Um die Hüfte hat der Urzel einen breiten Gurt, an dem 1 – 2 große Glocken befestigt sind. Eine Peitsche aus Leder – die Korbatsch – mit einem Schmiß aus Hanf, eine Quetsche aus Eschenholz für Krapfen und eine Rätsche, vervollständigen die Ausrüstung des Urzels. Zur Erkennung trägt jeder Urzel, vorne und hinten, eine Nummer. Da die Urzeln in Parten (Gruppen) auftreten oder laufen, sind sie zusätzlich durch gleiche Partensymbole erkennbar.

Die Traditionsgestalten

Da die Trägerschaft bei der Entstehung dieses Urzelnbrauches das Handwerk mit seinen Zünften und Bruderschaften war, sind die entstandenen dazugehörigen Traditionsfiguren aus der Verbindung zu den damaligen wichtigsten Agnethler Berufen zu verstehen.

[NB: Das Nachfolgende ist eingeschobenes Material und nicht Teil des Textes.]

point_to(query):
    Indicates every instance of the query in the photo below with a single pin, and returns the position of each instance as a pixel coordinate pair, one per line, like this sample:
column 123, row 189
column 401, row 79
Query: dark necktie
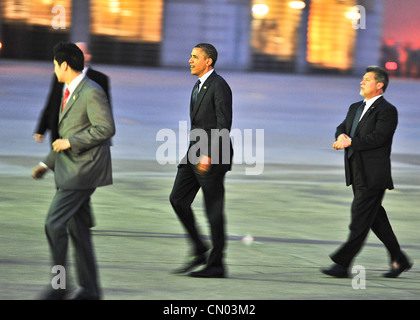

Der Paradehauptmann führt den Umzug mit den Traditionsfiguren an. Sein Häs besteht aus einem weißen Hemd mit bunten Streifen und einer schwarze Hose, mit Goldborten an der Außennaht. Ein Marderhut mit bodenlangen Borten und weise Handschuhe vervollständigen die Bekleidung des Hauptmanns. Zur Ausrüstung des Hauptmannes gehören noch, ein Degen den er in der linken Hand trägt und ein Stab mit Borten in der Rechten. Bei Vorführungen fordert der Hauptmann mit seinem Stab die Urzeln zum Lärmen (Stab oben) oder zur Ruhe (Stab unten) auf.
Der Hauptmann wird bei Paraden stets von zwei Engelchen (Schutzengel) begleitet. Deren Kleidung ist identisch mit der des Hauptmanns. Nur die Kopfbedeckung ist ein Dreispitz und in der Hand trägt jedes Engelchen ein mit Gold besticktes Fähnchen.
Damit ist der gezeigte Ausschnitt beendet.